I mean, honestly, it's like I just can't help myself and hence the very odd, undeniable allure, the definitely compelling and *very* wonderfully curious look of it and hence, too, what it no doubt means in turn for the movie coming up soon enough, right - the fact that he's even going so far and obviously dedicating himself to it, perfecting it so carefully and fine-tuning all the nuance and detail of his performance so exactingly at that - and yet, though, of course it just likely portends well enough that we'll be seeing at least *something* of him engaged like that, and thus wielding it with such command and energy, dominating and decisive strength which will no doubt be something seriously impressive to see, all right....and so no doubt we will to at least some extent, we can probably rest easily enough assured of that even just looking at just what we've seen of him out there so far, you know....with such a thing held firm, steady, strong in hand, to be sure....and looking *so* impressive for it too! happy

There is, then, I do suppose just a certain strangely appealing and actually quite physically appealing something to it, then, to even jus tthe *mere* sight of him out there running through his paces on the firing range like that, obviously all for the sake of the forthcoming movie role and getting it all "just so" and correct, and again only full kudos and commendation to him on that one, for sure and certain, because then as now I jus tcan't see many other actors, and actually, factually, genuinely talented ones too for all that, obviously taking the care and the time with it, really putting the intense character-shaping, performance-crafting effort into it that *Hayden* clearly does....here, to be sure, yet ju-uuuust exactly as much as he ever has before with anything else, like be it with especially rigorous, body-bruising, joint-spraining stuntwork or the like....other actors clearly aren't the type to be "bothred" with such care, effort and attention, then, such devotion to art, creation and craft....

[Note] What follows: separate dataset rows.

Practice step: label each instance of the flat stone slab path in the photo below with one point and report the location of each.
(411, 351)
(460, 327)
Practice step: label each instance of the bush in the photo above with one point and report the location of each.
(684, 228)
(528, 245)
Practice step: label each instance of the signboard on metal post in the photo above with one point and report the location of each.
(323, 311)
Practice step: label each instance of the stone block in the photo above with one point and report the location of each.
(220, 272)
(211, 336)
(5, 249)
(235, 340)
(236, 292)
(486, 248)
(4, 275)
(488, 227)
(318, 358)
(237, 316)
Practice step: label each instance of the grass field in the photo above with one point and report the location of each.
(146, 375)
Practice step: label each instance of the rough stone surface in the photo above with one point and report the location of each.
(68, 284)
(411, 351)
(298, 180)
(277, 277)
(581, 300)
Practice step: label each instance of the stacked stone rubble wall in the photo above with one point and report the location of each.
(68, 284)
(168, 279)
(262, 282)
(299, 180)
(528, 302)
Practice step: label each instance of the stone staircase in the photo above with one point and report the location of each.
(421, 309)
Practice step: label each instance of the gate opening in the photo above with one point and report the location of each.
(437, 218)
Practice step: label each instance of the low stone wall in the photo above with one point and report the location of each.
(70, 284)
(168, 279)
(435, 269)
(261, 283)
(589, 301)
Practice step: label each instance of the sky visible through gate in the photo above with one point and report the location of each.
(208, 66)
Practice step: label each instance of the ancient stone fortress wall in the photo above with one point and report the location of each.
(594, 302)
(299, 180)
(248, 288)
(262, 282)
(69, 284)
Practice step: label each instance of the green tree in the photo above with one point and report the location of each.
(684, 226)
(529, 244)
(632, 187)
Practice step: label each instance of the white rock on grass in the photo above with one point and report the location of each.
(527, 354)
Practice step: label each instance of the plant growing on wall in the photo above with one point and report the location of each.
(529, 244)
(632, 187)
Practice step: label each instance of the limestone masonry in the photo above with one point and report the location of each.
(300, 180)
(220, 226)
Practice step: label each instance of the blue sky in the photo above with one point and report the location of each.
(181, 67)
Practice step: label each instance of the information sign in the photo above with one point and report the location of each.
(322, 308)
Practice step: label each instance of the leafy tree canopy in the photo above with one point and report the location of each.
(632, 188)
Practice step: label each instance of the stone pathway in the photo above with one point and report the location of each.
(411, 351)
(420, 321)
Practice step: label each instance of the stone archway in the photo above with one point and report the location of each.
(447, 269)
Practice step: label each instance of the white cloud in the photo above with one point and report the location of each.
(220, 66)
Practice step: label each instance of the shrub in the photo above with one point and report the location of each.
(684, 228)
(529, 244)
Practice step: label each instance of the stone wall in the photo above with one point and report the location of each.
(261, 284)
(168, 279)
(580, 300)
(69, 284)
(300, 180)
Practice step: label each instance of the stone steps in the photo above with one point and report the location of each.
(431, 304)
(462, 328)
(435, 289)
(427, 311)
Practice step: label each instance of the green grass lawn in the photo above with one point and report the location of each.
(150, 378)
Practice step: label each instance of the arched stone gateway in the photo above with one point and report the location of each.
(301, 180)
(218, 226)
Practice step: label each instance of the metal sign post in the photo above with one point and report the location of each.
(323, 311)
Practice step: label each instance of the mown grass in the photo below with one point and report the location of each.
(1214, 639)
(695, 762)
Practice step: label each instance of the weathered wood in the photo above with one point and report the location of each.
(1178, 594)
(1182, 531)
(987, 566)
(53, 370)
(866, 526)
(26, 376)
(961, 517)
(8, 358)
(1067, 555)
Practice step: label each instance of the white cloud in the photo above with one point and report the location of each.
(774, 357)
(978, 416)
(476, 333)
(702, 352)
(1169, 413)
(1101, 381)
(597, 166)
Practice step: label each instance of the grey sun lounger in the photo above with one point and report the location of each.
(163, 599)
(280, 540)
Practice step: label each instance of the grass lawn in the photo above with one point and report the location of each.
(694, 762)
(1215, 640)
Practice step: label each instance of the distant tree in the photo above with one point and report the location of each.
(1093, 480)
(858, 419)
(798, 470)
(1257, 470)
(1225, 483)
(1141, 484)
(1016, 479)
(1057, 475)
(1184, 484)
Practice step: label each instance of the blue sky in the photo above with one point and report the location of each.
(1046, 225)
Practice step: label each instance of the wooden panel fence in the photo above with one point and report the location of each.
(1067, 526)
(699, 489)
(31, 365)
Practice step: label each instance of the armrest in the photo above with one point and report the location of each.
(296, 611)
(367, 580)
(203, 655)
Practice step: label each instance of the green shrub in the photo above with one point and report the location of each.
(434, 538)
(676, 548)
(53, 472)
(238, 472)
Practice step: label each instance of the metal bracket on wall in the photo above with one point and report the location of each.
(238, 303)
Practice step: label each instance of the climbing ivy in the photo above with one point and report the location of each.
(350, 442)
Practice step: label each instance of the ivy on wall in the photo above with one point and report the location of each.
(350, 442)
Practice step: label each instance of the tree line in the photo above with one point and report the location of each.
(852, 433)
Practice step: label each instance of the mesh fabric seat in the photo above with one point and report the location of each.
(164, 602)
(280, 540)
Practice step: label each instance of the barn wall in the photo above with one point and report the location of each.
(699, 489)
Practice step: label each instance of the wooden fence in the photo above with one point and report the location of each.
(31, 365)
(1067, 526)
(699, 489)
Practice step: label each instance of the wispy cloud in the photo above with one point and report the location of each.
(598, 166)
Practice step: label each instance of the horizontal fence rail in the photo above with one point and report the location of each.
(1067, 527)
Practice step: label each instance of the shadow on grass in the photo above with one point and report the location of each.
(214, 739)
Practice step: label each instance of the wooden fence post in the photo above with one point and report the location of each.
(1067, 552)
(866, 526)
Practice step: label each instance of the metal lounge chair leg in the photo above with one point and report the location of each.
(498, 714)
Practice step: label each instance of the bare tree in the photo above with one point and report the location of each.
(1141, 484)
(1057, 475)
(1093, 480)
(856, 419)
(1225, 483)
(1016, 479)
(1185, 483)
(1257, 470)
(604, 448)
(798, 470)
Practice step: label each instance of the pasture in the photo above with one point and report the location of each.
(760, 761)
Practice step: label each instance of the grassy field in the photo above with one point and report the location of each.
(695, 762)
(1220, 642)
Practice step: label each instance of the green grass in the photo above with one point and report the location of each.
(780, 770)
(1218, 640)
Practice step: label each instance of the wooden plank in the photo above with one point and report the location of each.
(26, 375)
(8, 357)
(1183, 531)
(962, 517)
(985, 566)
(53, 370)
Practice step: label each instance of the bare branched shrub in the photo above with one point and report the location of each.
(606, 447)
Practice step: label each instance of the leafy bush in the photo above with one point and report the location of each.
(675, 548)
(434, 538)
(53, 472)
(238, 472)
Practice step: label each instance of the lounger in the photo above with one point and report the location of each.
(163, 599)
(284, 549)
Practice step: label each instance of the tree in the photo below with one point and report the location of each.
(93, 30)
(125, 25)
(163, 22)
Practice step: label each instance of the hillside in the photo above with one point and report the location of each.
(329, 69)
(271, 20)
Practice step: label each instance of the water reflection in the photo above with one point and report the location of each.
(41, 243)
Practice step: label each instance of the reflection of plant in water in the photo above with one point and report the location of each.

....yet *he* very much does have that, to be sure, and so I'm thinking too that it undoubtedly does wonders to help distinguish, forever thankfully, gratifyingly set apart, those who actually *have* the talent, and who thus really *are* something to be seriously reckoned with....and, instead, all the rest who really *aren't* any such thing. They aren't, aftera ll, but Hayden himself very much *is*, and time and time again I do reckon as we've seen plenty proof as much....not sure how anyone could ever need any more convincing of it, actually. wink *chuckles warmly, gladly* And oh, ohhhh aye, for sure and certain then it does just seem rather the same now, that devotion, that commitment, that true sense of the craftsman and the artiste, the performer in just *every* sense, if you will - when you consider just how much he's striving to get even the so-called "simplest" and most straightforward of all details right, to take that much care with it....already, really.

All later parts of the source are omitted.